Core Heat Exchanger Area Formula
A = \frac{C}{U \cdot \Delta T}Where A is the required heat-transfer area, C is the heat duty or exchanger capacity, U is the overall heat transfer coefficient, and ΔT is the effective temperature driving force. Some references write the heat duty as Q, and some simplified calculators describe the coefficient as k instead of U.
C = U \cdot A \cdot \Delta T
What Each Input Means
- Heat duty / capacity (C): the amount of heat that must be transferred per unit time.
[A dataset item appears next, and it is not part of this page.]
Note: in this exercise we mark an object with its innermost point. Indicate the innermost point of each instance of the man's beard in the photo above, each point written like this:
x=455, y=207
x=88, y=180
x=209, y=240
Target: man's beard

- Overall heat transfer coefficient (U): a combined measure of how easily heat moves from one fluid, through the wall, to the other fluid. It is affected by convection on both sides, wall conductivity, and fouling.
- Temperature difference (ΔT): the thermal driving force between the hot and cold streams.
- Area (A): the actual heat-transfer surface area required to move the target heat load.
How to Enter Values Correctly
- Determine the required heat duty from the process load.
- Select a realistic heat transfer coefficient based on the fluid pair, material, flow regime, and expected cleanliness.
- Use a representative temperature difference for the exchanger.
- Enter any three known values and solve for the fourth.
- If your design is still conceptual, add margin afterward for fouling, uncertainty, or future operating changes.
When a Simple Temperature Difference Is Not Enough
In real exchangers, the temperature difference usually changes from one end of the unit to the other. When you know the inlet and outlet temperatures of both streams, the more realistic driving force is the log mean temperature difference, commonly called LMTD. In that case, substitute ΔTlm for ΔT in the area equation.
\Delta T_{lm} = \frac{\Delta T_1 - \Delta T_2}{\ln\left(\frac{\Delta T_1}{\Delta T_2}\right)}A = \frac{C}{U \cdot \Delta T_{lm}}Consistent Unit Pairings
| Heat Duty | Heat Transfer Coefficient | Temperature Difference | Area Result |
|---|---|---|---|
| BTU/h | BTU/ft²·h·°F | °F | ft² |
| W | W/m²·K | K | m² |
| kW or MW | W/m²·K | °C or K difference | m² after consistent conversion, or by using the calculator’s unit controls |
The most common input error is mixing systems, such as pairing BTU/h with W/m²·K. Keep every variable in one unit system unless the calculator is explicitly handling the conversion for you.
Fast Sensitivity Checks
| Change | Effect on Required Area |
|---|---|
| Capacity doubles | Area doubles if U and ΔT stay the same |
| U doubles | Area is cut in half if capacity and ΔT stay the same |
| ΔT doubles | Area is cut in half if capacity and U stay the same |
| Fouling increases | Effective U drops, so required area increases |
Examples
If the exchanger must transfer 120000 BTU/h, the overall heat transfer coefficient is 60 BTU/ft²·h·°F, and the temperature difference is 25°F:
A = \frac{120000}{60 \cdot 25} = 80 \text{ ft}^2If the exchanger must transfer 75 kW and the overall heat transfer coefficient is 500 W/m²·K with a 15°C temperature difference, first express 75 kW as 75000 W:
A = \frac{75000}{500 \cdot 15} = 10 \text{ m}^2Common Mistakes to Avoid
- Using the wrong temperature difference: a single end-point difference can understate or overstate the real driving force.
- Ignoring fouling: a clean coefficient can make the calculated area too small for real service.
- Mixing units: inconsistent unit entry is one of the fastest ways to get a meaningless answer.
- Confusing area with footprint: calculated area is thermal surface area, not floor space, shell size, or exterior envelope.
Practical Interpretation
A small required area usually means you have either a strong temperature driving force, a high heat transfer coefficient, or a modest heat load. A large required area usually points to a small temperature difference, a low coefficient, significant fouling resistance, or a large required duty. That makes this calculator especially useful for comparing design tradeoffs before moving into detailed exchanger selection.